White Death
- Author: Clive Cussler, with Paul Kemprecos
- Cover artist: Lawrence Ratzkin
- Language: English
- Series: NUMA Files and Kurt Austin
- Genre: Thriller novel
- Publisher: G. P. Putnam's Sons
- Publication date: 2003
- Publication place: United States
- Media type: Print
- Pages: 355
- ISBN: 0-425-19545-7
- Preceded by: Fire Ice
- Followed by: Lost City

= White Death (novel) =

2003 novel by Clive Cussler and Paul Kemprecos

White Death is the fourth book in the NUMA Files series of books co-written by coauthors Clive Cussler and Paul Kemprecos, and published in 2003. The main character of this series is Kurt Austin. The story includes Nazis, Basque separatists, an outcast murderous tribe, the Kiolya, of Eskimos, Canadian natives in northern Quebec, environmental activists and the usual female sex interest.

== Synopsis ==
In this novel, the main character Kurt Austin has to destroy a fish farm that makes mutant fish before they disrupt the entire eco-system.

The story begins with a confrontation between a radical environmentalist group and a Danish frigate leads to a disaster. A Sentinel of the Seas (SOS) vessel collides with the frigate. The frigate was trying to keep the SOS boat from interfering with local seal harvesting operations. Austin and Joe Zavala rescue men trapped on the Danish ship. After the two save the crew with their experimental underwater rescue submersible they investigate further.

Multinational corporation Oceanus is attempting to wrest control of all the fish in the seas for themselves and is killing anyone who attempts to stop them. Austin investigates an Oceanus remote shoreline fish farm, where he finds a “frankenfish” and armed guards. As Kurt is making his way out of the secret caves, his boat is blown up by a hand grenade and he only barely survives/ He is saved by shipping tycoon Balthazar Aguirrez, who is looking for ancient Basque relics to save off a war between the Spanish government and Basque separatists.

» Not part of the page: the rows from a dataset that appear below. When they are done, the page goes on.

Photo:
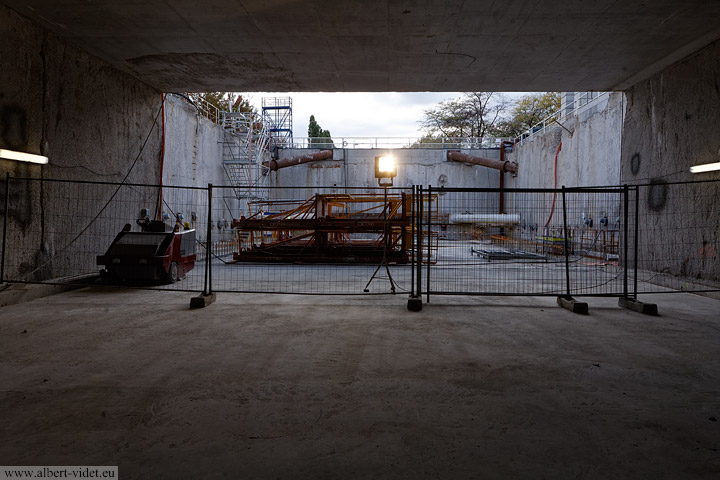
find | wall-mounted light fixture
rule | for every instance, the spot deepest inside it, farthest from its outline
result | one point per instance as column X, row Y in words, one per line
column 385, row 169
column 707, row 167
column 22, row 157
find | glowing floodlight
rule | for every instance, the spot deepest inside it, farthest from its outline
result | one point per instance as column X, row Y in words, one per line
column 22, row 157
column 385, row 169
column 707, row 167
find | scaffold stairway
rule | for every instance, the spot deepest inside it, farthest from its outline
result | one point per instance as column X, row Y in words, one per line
column 245, row 147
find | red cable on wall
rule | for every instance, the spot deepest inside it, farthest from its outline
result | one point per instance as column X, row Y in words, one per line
column 552, row 208
column 162, row 159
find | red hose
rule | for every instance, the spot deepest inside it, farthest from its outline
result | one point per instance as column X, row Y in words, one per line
column 552, row 208
column 162, row 159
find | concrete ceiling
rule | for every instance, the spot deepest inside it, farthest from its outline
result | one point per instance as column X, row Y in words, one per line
column 383, row 45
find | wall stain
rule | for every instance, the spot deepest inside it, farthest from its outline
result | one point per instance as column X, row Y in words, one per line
column 13, row 128
column 657, row 194
column 635, row 164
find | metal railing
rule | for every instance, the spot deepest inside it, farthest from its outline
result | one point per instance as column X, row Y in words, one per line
column 600, row 241
column 398, row 142
column 579, row 101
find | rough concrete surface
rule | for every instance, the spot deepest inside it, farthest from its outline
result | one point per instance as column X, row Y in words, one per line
column 671, row 124
column 351, row 387
column 413, row 46
column 590, row 156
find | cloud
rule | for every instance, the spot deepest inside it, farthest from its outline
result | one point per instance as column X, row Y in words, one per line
column 360, row 114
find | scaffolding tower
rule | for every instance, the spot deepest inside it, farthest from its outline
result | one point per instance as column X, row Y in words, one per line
column 246, row 142
column 277, row 113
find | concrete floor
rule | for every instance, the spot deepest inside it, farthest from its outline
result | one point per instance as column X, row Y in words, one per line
column 261, row 386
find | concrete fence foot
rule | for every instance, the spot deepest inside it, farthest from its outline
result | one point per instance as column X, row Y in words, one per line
column 414, row 304
column 569, row 303
column 202, row 300
column 644, row 308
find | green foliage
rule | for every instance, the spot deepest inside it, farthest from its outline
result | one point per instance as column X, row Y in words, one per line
column 529, row 110
column 317, row 137
column 472, row 115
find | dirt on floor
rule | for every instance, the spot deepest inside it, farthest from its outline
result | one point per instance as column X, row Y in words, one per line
column 293, row 387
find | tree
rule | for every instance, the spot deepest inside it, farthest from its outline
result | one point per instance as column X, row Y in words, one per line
column 529, row 110
column 472, row 115
column 317, row 137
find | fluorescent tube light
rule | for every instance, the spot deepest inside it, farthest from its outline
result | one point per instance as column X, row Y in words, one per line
column 707, row 167
column 22, row 157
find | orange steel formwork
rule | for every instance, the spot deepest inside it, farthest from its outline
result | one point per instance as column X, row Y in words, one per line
column 327, row 228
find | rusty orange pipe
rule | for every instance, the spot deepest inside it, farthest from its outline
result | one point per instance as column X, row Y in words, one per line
column 503, row 166
column 289, row 162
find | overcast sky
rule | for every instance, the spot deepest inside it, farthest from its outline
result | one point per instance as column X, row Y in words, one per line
column 359, row 114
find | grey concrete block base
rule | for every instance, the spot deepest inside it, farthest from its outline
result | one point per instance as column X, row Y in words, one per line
column 414, row 304
column 202, row 300
column 644, row 308
column 573, row 305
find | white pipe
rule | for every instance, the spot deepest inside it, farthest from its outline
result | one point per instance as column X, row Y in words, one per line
column 496, row 218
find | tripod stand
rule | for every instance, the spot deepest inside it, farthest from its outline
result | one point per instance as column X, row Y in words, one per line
column 386, row 240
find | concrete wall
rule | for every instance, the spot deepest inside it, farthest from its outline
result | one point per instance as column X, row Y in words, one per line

Gamay and Paul Trout are investigating an Oceanus fish farm in north east Canada and they almost get killed when run off the road.

The conclusion happens at a lake in northern Canada where Oceanus has an operation. The company plans to use a recovered WW 2 German zeppelin to distribute the fish across the seas where they would take over. With the assistance of the Aguirrez sons of Balthazar and his helicopters they attack the island and release SOS leaders and locals held prisoner there. The zeppelin with the first load of fish takes off with Kurt and Joe hanging on the tie down lines. They seize control of the zeppelin and drop the fish to expire on the refueling station.